Se conheceram em uma boate, numa noite fria de julho, o ano era 2002. Foi amor à primeira vista. Conversaram,dançaram, beberam conhaque e terminaram a noite em longos beijos em frente ao condomínio onde morava a moça.

Daquela noite em diante, Gabriel passou a visitá-la todos os dias, ou melhor, todas as noites. Ele sempre chegava ao apartamento de Anita à meia-noite em ponto. Dizia que não podia chegar antes porque trabalhava até mais tarde numa mercearia. Ia embora sempre às seis da manhã, com a desculpa de que precisava passar em casa pra dar um “alô” pra mãe antes de voltar ao trabalho.

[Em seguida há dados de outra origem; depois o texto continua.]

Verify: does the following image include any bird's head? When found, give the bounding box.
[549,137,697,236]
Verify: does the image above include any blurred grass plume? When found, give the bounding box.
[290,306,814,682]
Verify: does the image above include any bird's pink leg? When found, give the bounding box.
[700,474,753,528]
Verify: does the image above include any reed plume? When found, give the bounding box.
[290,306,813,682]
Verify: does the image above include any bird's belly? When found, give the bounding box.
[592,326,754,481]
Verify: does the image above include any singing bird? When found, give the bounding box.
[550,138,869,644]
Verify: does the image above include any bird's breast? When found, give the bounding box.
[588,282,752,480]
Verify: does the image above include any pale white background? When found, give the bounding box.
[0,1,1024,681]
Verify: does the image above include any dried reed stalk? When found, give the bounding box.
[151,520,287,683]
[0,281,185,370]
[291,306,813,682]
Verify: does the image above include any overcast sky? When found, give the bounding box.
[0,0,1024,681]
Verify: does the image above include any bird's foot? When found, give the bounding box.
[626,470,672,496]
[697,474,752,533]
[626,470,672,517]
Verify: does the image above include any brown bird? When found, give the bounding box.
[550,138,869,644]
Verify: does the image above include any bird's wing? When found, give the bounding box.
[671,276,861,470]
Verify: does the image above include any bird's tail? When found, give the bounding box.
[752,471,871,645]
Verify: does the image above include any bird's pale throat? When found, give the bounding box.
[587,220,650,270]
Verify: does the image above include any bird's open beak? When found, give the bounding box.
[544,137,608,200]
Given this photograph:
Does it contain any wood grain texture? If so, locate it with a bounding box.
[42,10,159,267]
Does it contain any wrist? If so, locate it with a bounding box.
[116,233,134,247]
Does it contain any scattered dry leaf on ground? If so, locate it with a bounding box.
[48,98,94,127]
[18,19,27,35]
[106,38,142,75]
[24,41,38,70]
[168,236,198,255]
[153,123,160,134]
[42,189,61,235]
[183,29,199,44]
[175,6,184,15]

Ela achou esse comportamento um tanto estranho, mas estava perdidamente apaixonada e não deu maior importância ao fato. O rapaz era encantador, tinha todas as qualidades e predicados que Anita poderia esperar de um homem. Era meigo, educado, apaixonado, bonito, inteligente e na cama então, era um amante espetacular. E foi justamente essa última característica que a deixou cega e fez com que ela permanecesse ao lado dele por tanto tempo, sem desconfiar de nada.

Sim, porque Gabriel era um mistério. O fato de só ir visitar a namorada à meia-noite, jamais em outro horário, e ir embora sempre às seis da manhã, não era o único comportamento esquisito do rapaz.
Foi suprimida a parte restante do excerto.